La respuesta política al fin del mundo

 

Es curioso comprobar que, desde inicios del siglo XXI, la producción audiovisual sobre el fin del mundo se ha multiplicado. Evidentemente, la producción audiovisual y su distribución en un mercado global hiperconectado también es ampliamente mayor, no es casualidad que cada vez sea más habitual llamar ‘contenido’ a  las películas y series. Pero hasta en esto hemos caído en la trampa del lenguaje mercantilista: antes el vocablo estaba limitado a ejecutivos y empresarios del audiovisual, que vendían su ‘producto’ como ‘contenido’. 

 

El caso es que en un rápido vistazo a la etiqueta ‘Fin del mundo’ en Filmaffinity, vemos que el portal contabiliza películas con este ‘topic’ ya desde 1916 con Verdens undergang, película danesa inspirada en el miedo real que provocó el paso del cometa Halley. Pero si sumamos todas las películas catalogadas como tal en este agregador de críticas español, durante todo el siglo XX suman exactamente la misma cantidad que las estrenadas solo el año 2013, año en el que se cuentan las comedias Bienvenidos al fin del mundo, Juerga hasta el fin o la española Al final todos mueren

 

Hablamos de títulos que versan sobre cómo termina todo, los postapocalípticos son harina de otro costal. Pero resulta que si entramos en la etiqueta ‘catástrofes’, no sorprende descubrir que ocurre lo mismo.
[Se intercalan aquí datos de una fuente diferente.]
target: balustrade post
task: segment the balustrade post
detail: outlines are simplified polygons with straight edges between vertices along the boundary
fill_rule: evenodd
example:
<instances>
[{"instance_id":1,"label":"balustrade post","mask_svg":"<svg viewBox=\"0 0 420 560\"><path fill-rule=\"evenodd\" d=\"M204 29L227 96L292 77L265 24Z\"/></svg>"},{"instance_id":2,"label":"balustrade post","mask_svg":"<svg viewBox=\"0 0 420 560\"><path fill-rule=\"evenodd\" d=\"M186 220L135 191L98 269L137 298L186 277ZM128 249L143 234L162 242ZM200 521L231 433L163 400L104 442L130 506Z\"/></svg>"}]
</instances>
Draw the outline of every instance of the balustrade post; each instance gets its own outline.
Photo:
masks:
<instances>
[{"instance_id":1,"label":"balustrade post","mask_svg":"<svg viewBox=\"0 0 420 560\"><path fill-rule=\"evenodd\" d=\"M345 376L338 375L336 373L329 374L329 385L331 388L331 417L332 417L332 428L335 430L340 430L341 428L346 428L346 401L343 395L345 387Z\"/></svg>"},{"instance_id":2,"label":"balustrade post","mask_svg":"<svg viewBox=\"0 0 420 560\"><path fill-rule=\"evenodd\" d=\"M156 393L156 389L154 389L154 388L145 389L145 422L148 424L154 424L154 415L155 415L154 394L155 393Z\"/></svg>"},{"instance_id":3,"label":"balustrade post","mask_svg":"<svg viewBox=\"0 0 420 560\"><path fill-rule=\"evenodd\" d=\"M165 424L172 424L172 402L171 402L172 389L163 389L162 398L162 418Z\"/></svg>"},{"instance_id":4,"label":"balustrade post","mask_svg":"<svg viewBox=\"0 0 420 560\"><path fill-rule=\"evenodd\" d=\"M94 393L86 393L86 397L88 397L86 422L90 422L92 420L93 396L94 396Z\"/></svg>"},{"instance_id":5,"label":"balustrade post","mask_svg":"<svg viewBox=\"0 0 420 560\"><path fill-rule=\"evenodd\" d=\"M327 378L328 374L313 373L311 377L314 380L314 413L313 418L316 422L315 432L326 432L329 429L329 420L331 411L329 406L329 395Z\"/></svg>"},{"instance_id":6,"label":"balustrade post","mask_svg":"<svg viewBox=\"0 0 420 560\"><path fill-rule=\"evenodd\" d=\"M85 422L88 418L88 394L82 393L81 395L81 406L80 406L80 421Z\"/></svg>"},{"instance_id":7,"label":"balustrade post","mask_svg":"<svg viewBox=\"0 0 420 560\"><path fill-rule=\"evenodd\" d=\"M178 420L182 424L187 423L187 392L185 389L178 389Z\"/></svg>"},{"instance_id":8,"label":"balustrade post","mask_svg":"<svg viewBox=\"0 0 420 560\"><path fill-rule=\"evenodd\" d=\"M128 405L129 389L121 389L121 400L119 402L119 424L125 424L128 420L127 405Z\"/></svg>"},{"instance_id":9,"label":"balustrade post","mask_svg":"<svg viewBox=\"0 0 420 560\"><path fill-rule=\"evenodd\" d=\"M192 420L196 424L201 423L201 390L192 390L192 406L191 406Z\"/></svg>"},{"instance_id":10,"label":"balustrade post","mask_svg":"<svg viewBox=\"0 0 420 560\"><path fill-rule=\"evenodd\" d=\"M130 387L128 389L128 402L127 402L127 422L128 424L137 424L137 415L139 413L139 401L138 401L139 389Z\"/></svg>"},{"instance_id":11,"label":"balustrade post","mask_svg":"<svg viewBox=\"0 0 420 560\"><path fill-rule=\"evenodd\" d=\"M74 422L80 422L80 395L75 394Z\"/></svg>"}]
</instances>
Aunque la tendencia se agudiza un poco antes, en 1996, encuentra su pico en los mismos años, 2012 y 2013, resaca de la crisis de 2008. Sea como fuere, existe una característica común en la mayoría de títulos: el fin siempre es espectacular. Llega en forma de meteorito, de invasiones extraterrestres –que eximen de culpa al ser humano–, o a modo de violentísimas y gigantescas respuestas naturales al cambio climático en forma de catástrofes y pandemias –que lo culpabilizan–. 

 

Curiosamente, la respuesta política al fin del mundo solía ser esperanzadora, confiaba en el ser humano, en una serie de individuos que podían hacerlo mejor. El sacrificio de Harry Stamper en Armageddon, o el mismísimo presidente de los Estados Unidos atacando la nave extraterrestre de Independence Day daban buena cuenta de que quien podía tomar cartas en el asunto de salvarnos, lo hacía. Hoy, en cambio, la ficción audiovisual muestra síntomas de ser más incrédula. 

 

Cuando los científicos de No mires arriba le comunican a la presidenta de los Estados Unidos que un meteorito potencialmente asesino de la humanidad se acerca, ella se pregunta: “A ver, ¿Cuándo son las elecciones al Congreso? En tres semanas. Si esto surge antes, perderemos el Congreso y entonces ya no podremos hacer nada. En este momento propongo que aguardemos y evaluemos”. Es decir, la respuesta política era hacer: nada. 

 

En el primer episodio de Apagón, el que dirige Rodrigo Sorogoyen, ante la posibilidad de que una gran tormenta solar deje sin electricidad a todo el país, un asesor de la Ministra de Defensa dice: “Para nosotros es importante controlar el relato. Vamos a decir que estamos trabajando en todos los escenarios. Somos transparentes con lo de Europa, porque nadie está haciendo nada. Por eso es esencial tranquilizar. No se puede alarmar a la gente sin un motivo real, y un riesgo posible no es un motivo real. Nosotros tenemos que tranquilizar y trabajar, porque si pasara lo que nadie quiere que pase, que es impensable, ¿A quien culpas de lo impensable?”. Es decir, que es importante escurrir el bulto para no cargar con el muerto –que en el subgénero apocalíptico venimos a ser toda la humanidad–. 

 

 

Hacia otras ficciones apocalípticas

 

Esta es la ficción que miramos cuando intentamos encontrar señales para interpretar el mundo en el que vivimos. Aquello que predijo esto, y que por tanto pasó así. Cierto es que, tras la pandemia, la crisis energética y la guerra en suelo europeo, la erupción de un volcán, una dramática DANA y un apagón nacional, corremos el peligro de naturalizar lo extraordinario. Pero también lo es que la ficción a la que nos aferramos para comprender lo incomprensible está llena de fuegos de artificio que nada tienen que ver con la realidad.

 

El día 28 de abril, ante el apagón total, la playa de la Malvarrosa estaba a rebosar de personas tomando el sol, mis vecinos del Cabanyal se preguntaban unos a otros si necesitaban algo. En mi escalera, uno le calentó la leche a una señora mayor. Otro puso la radio a pilas en la calle. Unos familiares que no podían cocinar en su vitrocerámica, bajaron a casa de sus vecinos con cocina de gas y comieron juntos. Servidor hizo varios kilómetros en bici, y se encontró con un tráfico de lo más comprensivo y civilizado a pesar de no tener semáforos. Los coches circulaban atentos y sin agresividad, las bicis iban más despacio. No había riders que se jugaran la vida por llevar caliente una hamburguesa a nadie.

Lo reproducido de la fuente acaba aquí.